It is well known that phase formation by electrodeposition yields films of poorly controllable morphology. This typically leads to a range of technological issues in many fields of electrochemical technology. Presently, a particularly relevant case is that of high-energy density next-generation batteries with metal anodes, that cannot yet reach practical cyclability targets, owing to uncontrolled elelctrode shape evolution. In this scenario, mathematical modelling is a key tool to lay the knowledge-base for materials-science advancements liable to lead to concretely stable battery material architectures. In this work, we introduce the Evolving Surface DIB (ESDIB) model, a reaction-diffusion system posed on a dynamically evolving electrode surface. Unlike previous fixed-surface formulations, the ESDIB model couples surface evolution to the local concentration of electrochemical species, allowing the geometry of the electrode itself to adapt in response to deposition.
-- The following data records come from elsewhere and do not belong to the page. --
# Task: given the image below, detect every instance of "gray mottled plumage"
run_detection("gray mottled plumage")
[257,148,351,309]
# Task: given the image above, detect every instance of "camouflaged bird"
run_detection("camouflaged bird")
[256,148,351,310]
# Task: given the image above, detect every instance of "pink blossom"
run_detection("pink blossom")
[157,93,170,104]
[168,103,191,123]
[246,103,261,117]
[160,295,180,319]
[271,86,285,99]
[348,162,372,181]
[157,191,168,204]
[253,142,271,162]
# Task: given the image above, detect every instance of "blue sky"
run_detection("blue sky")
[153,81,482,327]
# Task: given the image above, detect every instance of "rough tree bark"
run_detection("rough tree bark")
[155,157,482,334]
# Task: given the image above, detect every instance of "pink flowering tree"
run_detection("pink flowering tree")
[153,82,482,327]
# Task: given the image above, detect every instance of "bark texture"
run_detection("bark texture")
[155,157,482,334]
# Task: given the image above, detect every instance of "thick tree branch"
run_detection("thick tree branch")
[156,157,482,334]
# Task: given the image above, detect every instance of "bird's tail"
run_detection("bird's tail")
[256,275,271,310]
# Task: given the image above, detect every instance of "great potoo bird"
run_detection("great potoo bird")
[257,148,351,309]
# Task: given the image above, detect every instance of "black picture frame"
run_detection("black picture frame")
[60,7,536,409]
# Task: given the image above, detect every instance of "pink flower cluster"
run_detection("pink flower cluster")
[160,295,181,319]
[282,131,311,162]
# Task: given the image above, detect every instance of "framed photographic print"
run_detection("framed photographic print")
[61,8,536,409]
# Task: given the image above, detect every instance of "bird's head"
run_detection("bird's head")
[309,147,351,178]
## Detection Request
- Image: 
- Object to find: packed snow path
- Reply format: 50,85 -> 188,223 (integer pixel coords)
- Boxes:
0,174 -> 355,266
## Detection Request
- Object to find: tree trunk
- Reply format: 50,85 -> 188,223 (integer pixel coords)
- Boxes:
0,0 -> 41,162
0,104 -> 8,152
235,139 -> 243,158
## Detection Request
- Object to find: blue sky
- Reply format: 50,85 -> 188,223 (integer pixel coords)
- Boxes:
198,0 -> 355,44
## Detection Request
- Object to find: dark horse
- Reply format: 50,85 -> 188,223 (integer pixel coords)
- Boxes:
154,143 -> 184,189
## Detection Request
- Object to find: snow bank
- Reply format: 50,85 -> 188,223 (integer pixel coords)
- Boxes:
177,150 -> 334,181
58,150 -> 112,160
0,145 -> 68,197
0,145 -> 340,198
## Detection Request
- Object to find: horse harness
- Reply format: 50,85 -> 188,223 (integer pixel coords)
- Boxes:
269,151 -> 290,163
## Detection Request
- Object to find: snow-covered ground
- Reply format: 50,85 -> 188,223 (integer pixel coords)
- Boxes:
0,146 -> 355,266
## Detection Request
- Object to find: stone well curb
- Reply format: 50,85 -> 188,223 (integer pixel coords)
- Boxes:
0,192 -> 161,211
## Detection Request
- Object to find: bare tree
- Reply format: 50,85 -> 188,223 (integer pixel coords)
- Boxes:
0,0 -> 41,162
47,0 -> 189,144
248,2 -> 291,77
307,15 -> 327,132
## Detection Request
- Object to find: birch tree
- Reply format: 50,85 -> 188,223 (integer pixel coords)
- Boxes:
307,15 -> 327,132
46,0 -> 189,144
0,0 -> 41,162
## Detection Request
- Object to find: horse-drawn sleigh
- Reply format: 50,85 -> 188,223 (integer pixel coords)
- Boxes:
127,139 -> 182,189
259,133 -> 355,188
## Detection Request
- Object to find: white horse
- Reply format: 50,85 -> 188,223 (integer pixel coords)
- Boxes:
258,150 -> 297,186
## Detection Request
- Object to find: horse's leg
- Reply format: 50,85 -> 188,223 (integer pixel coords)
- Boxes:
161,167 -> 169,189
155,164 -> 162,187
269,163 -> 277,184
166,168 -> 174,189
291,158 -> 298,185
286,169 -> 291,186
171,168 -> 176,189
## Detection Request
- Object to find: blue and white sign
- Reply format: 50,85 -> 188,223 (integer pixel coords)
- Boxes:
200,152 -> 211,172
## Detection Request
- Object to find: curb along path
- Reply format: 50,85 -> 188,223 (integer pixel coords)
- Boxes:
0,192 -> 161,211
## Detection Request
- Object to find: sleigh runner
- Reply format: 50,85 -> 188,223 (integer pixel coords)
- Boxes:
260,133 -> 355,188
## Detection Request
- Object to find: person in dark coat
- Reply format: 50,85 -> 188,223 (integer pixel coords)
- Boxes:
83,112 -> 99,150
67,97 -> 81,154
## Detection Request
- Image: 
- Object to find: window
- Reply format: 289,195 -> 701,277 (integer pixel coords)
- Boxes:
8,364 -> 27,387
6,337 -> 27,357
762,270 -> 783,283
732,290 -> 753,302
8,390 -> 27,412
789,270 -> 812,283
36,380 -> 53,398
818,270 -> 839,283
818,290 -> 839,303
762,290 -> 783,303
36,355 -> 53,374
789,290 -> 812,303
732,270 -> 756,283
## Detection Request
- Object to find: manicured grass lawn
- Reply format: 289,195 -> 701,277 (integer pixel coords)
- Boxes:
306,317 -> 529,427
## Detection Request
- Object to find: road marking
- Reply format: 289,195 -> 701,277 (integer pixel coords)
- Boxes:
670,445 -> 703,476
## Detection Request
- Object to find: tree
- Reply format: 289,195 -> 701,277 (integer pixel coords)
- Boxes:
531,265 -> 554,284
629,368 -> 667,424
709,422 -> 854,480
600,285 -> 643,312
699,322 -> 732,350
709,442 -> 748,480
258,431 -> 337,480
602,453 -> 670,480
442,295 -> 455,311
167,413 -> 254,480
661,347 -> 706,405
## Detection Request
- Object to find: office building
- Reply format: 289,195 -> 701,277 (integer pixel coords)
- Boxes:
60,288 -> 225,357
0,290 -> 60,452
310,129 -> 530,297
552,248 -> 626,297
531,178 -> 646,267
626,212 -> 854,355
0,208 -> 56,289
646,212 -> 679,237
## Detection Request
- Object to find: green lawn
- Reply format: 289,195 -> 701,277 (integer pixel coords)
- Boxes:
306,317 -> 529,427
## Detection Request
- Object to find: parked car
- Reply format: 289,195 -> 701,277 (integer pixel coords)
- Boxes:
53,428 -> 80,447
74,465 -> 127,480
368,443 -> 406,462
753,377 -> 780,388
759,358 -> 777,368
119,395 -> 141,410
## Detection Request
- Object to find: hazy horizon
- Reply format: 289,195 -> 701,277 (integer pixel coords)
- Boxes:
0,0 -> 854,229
To handle the challenges related to the coupling between surface motion and species transport, we numerically solve the system by proposing an extension of the Lumped Evolving Surface Finite Element Method (LESFEM) for spatial discretisation, combined with an IMEX Euler scheme for time integration. The model is validated through six numerical experiments, each compared with laboratory images of electrodeposition. Results demonstrate that the ESDIB framework accurately captures branching and dendritic growth, providing a predictive and physically consistent tool for studying metal deposition phenomena in energy storage devices.

翻译：众所周知，电沉积形成的相通常会产生形态难以控制的薄膜，这通常会导致电化学技术许多领域中出现一系列技术问题。当前一个特别相关的案例是采用金属负极的高能量密度下一代电池，由于电极形状的不可控演化，这些电池尚无法达到实际可循环性目标。在此背景下，数学建模是建立知识基础的关键工具，这些知识基础有望推动材料科学的进步，从而最终实现具体稳定的电池材料结构。在本工作中，我们提出了演化表面DIB（ESDIB）模型，这是一个建立在动态演化电极表面上的反应-扩散系统。与以往固定表面的公式不同，ESDIB模型将表面演化与电化学物种的局部浓度耦合，使得电极本身的几何形状能够根据沉积过程自适应调整。为应对表面运动与物种传输之间耦合带来的挑战，我们通过扩展集总演化表面有限元方法（LESFEM）进行空间离散化，并结合IMEX欧拉格式进行时间积分，从而数值求解该系统。该模型通过六次数值实验进行验证，每次实验均与电沉积的实验室图像进行对比。结果表明，ESDIB框架能够准确捕捉分支和枝晶生长现象，为研究储能装置中的金属沉积现象提供了一个具有预测性且物理一致的工具。